Aber die Macher waren Leute, die sich sowas wie "twen" vielleicht schon 1950 gewünscht hätten. Das Blatt wirkte also immer etwas altgvatterisch — oder sonstwie etepetete (verwöhnt, zimperlich, übertrieben fein). Es war ein Magazin zum Durchblättern, nicht eigentlich zum Lesen: Eine Grafiker-Postille.
In Amerika pickte ein Mann namens Jan Wenner ein paar Jahre später (1967) die Idee von "twen" auf und machte eine Zeitschrift daraus, bei der die Leser jede Zeile — auch wirklich lasen. Studierten, begehrlich aufsaugten. Wenners Magazin hieß "Rolling Stone". Seine Leser waren die amerikanischen "twenty-somethings", ein Lesepublikum, das "twen" in Deutschland nie wirklich erreicht hatte. Auch die sehr exklusive "twen"-Schallplatten-Edition kam erst mit ihrer allerletzten Scheibe irgendwann mal in Kontakt mit dem Erdboden. (1971, Rolling Stones, "Sticky Fingers".)
Ob Wenner jemals wirklich ein Heft von "twen" gesehen hat, sei dahingestellt. Aber er kannte die VW-Werbung, die circa 1967 auch mal — erstmals — in Farbe erschien, in knalligem Kodachrome. Doch damals, am Anfang, hatte VW zunächst noch seinen ersten richtigen Knaller anzubieten.

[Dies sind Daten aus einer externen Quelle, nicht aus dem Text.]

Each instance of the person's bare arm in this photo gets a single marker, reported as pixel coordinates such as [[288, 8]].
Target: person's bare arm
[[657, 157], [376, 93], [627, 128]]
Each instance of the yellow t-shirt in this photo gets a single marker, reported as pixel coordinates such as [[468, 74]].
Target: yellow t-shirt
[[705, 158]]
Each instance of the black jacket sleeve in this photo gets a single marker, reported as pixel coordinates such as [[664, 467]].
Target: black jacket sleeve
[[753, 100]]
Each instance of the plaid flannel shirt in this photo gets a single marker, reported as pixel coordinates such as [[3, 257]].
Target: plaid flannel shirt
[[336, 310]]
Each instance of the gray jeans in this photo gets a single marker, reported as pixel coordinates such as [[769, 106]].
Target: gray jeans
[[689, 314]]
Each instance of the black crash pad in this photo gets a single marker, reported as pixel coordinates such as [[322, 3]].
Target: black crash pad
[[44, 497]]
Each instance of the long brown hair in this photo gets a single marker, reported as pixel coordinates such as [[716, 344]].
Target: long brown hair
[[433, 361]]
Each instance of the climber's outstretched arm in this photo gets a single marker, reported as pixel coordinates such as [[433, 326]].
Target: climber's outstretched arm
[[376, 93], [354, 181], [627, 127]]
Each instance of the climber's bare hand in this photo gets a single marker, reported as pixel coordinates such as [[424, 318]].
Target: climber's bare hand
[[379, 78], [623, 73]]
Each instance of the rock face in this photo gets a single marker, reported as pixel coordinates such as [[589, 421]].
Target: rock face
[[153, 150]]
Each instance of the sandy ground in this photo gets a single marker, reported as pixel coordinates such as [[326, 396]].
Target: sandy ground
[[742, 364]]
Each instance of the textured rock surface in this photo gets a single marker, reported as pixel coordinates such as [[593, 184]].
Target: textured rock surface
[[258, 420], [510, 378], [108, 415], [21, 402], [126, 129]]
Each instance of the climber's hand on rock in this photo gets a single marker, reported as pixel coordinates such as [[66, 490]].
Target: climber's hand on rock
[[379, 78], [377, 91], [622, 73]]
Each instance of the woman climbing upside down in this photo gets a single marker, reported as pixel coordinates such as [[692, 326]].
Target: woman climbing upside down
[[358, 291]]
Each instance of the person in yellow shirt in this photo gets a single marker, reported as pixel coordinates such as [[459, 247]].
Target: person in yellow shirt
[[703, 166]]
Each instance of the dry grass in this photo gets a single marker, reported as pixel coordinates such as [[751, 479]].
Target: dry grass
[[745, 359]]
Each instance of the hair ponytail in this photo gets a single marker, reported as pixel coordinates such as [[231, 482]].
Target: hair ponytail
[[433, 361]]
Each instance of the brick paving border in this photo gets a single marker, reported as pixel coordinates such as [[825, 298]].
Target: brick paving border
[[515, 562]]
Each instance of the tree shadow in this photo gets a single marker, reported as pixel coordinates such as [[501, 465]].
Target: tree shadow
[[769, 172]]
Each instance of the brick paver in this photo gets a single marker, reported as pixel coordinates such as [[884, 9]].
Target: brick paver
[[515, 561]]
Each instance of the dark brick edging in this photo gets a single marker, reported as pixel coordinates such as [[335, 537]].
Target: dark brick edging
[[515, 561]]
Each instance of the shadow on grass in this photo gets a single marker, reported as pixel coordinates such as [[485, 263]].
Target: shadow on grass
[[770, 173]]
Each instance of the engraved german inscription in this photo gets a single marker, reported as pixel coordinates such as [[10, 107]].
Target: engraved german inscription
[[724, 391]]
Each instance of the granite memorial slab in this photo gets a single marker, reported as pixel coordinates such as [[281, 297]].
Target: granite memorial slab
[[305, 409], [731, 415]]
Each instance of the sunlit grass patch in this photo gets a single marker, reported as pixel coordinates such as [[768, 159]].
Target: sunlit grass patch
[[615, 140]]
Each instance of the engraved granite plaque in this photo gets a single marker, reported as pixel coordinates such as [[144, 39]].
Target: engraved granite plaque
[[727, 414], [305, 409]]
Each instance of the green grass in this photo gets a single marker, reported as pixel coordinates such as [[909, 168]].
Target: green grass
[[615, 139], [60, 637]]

Es war ja nicht so, als ob dieser Volkswagen soeben erst von einem überdimensionalen Storch abgesetzt worden wäre. Da gab es den langen Vorlauf, die Wiese von Wolfsburg,1938 Adolf Hitler, und dazu Ferdinand Porsche, den Ingenieur, der das Modell seines "Kraft durch Freude"-Automobils beim "Führer" vorstellte. "Ja und sehen Sie, mein Herr Führer," so (können wir uns vorstellen) befleißigte sich Porsche, "und hier ist der Motor." Er macht die Klappe auf vorne, und — es ist kein Motor drin. — "Ja, was ist denn da passiert? Schweinerei! Der Motor fehlt!"— Der Führer, der nicht sonderlich viel von der Materie versteht, steht kurz vor dem Ausraster. Man wagt es, ihm, dem Großen Vergaser, ein defektes Modell seines Wunsch-Automobils für das deutsche Volk zu päsentieren? "Aber nein, mein Herr Führer, schauen Sie, da ist er ja, der Motor. Er ist im Heck. Es ist ein Auto mit Heckantrieb. Direkt auf die Räder hinten geht der Antrieb, dort, wo er hingehört. Ideal, etwas ganz Neues!" — Ja, und der Führer freut sich wie ein Kind, was für ein gelungener Scherz, der Motor ist hinten drin, vor lauter Freude muss er fast schon die Backen am eigenen Hintern zusammen kneifen, da hinten ist der Motor drin. Und es gibt ein Foto davon.